Freispruch für Fett und Zucker

Wissenschaftler suchten vergeblich nach einem Suchtstoff in Dickmachern

  • Henriette Palm
  • Lesedauer: 5 Min.

Elisabeth N. hat kurz nach Weihnachten in fröhlicher Runde mit Freunden und Bekannten ihren 60. Geburtstag gefeiert. Sie hatte ihre berühmte Käsetorte mit sehr viel guter Butter und einen Eierlikörkuchen gebacken und erntete viel Lob für beide, wenn auch alle jammerten, sie hätten über Weihnachten sowieso schon zugenommen.
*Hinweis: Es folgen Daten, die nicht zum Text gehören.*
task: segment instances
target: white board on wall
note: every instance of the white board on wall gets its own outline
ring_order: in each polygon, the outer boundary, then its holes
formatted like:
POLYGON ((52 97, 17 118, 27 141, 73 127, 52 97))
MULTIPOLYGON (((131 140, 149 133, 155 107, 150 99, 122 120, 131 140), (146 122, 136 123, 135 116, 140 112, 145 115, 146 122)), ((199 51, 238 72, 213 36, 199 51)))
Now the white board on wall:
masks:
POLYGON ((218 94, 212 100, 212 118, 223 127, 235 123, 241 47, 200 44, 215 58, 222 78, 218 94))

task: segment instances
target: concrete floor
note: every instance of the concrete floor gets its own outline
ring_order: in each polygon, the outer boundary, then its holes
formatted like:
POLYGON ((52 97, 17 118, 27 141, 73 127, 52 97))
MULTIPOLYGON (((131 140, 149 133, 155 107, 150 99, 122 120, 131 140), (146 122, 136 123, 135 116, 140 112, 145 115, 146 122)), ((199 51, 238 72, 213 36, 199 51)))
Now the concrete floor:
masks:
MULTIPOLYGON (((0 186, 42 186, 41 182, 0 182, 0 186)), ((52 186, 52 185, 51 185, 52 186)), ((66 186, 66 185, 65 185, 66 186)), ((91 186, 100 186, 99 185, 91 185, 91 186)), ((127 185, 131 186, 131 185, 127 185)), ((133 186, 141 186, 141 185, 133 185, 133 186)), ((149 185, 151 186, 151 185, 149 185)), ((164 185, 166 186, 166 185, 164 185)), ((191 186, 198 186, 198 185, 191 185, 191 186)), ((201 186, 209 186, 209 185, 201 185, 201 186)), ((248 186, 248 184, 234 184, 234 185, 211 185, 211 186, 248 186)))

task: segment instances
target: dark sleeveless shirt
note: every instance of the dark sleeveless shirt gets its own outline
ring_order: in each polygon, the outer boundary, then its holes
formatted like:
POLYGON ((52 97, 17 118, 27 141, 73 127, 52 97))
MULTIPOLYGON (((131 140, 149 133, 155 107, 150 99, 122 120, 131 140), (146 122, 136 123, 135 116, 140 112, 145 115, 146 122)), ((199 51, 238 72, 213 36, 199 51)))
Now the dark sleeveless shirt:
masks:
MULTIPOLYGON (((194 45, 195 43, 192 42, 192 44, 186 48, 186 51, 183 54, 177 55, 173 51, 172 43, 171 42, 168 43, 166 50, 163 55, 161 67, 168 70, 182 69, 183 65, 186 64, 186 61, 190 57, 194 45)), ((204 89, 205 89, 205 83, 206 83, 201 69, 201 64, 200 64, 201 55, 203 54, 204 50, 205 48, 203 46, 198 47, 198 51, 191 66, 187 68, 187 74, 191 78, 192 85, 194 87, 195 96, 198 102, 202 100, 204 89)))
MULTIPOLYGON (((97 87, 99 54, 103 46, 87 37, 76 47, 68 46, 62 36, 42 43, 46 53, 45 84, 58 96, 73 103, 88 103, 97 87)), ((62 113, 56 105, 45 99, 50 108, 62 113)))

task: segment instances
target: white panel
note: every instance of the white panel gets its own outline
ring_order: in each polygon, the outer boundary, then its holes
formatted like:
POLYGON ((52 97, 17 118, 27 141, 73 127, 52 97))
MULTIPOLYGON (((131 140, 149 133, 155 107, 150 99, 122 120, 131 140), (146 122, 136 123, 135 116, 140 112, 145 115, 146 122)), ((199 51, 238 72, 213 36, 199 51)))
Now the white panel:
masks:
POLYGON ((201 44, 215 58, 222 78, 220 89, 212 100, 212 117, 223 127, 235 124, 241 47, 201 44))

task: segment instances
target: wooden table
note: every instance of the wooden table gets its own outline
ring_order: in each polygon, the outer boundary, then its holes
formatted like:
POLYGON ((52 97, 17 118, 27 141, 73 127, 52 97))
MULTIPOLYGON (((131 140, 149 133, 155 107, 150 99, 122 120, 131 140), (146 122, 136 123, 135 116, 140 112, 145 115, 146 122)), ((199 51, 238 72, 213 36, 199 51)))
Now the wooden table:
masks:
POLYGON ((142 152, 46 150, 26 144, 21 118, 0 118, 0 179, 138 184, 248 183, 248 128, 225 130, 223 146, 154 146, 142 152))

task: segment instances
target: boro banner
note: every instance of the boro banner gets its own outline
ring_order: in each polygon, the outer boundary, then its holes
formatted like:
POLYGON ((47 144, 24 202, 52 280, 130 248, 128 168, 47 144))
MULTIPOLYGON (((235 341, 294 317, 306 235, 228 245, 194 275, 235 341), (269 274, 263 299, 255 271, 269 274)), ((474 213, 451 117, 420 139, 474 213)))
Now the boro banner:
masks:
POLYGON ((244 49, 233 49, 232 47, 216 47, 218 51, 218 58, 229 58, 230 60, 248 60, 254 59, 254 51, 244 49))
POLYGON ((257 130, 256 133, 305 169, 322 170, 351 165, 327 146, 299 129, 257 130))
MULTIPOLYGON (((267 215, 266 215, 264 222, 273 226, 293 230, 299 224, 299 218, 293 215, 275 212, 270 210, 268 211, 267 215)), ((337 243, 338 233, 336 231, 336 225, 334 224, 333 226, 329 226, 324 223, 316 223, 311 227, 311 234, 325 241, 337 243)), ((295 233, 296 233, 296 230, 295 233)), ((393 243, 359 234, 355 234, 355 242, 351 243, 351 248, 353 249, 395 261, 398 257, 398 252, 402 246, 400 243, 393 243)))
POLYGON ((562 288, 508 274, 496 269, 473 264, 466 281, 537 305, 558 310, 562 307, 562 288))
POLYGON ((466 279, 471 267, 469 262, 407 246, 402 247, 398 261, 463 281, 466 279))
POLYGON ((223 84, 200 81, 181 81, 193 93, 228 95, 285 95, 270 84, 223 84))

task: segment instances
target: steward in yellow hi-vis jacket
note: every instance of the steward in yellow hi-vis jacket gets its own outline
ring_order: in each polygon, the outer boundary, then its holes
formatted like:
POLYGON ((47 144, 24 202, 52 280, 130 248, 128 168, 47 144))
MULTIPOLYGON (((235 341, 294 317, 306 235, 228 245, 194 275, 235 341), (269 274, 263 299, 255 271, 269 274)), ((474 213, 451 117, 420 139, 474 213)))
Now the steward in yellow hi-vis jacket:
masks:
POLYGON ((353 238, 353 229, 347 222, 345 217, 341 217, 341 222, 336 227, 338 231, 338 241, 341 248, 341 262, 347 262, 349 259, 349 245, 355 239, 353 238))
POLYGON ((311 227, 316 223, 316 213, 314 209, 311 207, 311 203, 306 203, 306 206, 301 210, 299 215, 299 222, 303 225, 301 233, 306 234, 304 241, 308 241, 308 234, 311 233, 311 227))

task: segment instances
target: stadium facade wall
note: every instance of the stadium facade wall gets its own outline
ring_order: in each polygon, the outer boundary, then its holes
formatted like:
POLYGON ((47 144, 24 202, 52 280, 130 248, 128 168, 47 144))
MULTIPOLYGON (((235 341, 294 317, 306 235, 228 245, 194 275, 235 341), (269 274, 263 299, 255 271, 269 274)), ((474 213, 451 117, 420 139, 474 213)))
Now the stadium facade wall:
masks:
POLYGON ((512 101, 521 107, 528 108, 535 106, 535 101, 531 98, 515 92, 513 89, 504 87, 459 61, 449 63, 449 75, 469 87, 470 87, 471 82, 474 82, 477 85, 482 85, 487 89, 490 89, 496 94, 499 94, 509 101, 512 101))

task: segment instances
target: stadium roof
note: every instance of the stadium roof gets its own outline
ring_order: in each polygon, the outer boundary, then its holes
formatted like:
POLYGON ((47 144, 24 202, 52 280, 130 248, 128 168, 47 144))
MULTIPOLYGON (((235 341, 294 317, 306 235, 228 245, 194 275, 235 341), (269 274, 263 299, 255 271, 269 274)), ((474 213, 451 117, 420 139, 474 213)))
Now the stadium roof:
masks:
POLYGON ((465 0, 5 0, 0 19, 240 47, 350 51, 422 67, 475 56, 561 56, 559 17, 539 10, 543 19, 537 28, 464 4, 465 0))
Beim zweiten Stück fiel bereits die Bemerkung, diese Torte mache regelrecht süchtig. Und ein paar Minuten später diskutierte man lebhaft darüber, was die Nahrungsmittelindustrie in Fruchtjoghurts, Getränken und Süßwaren, aber womöglich auch in Kartoffelchips und anderen Snacks an Beimengen unterbringe, damit Verbraucher davon gar nicht mehr lassen könnten und immer dicker würden. Eine Stevia-Anhängerin war sich sicher, Zucker an sich mache süchtig, ein anderer hatte gerade das Buch von der »Weizenwampe« gelesen und damit in der goldenen Feldfrucht den Verantwortlichen für immer mehr Übergewichtige in allen Altersgruppen ausgemacht.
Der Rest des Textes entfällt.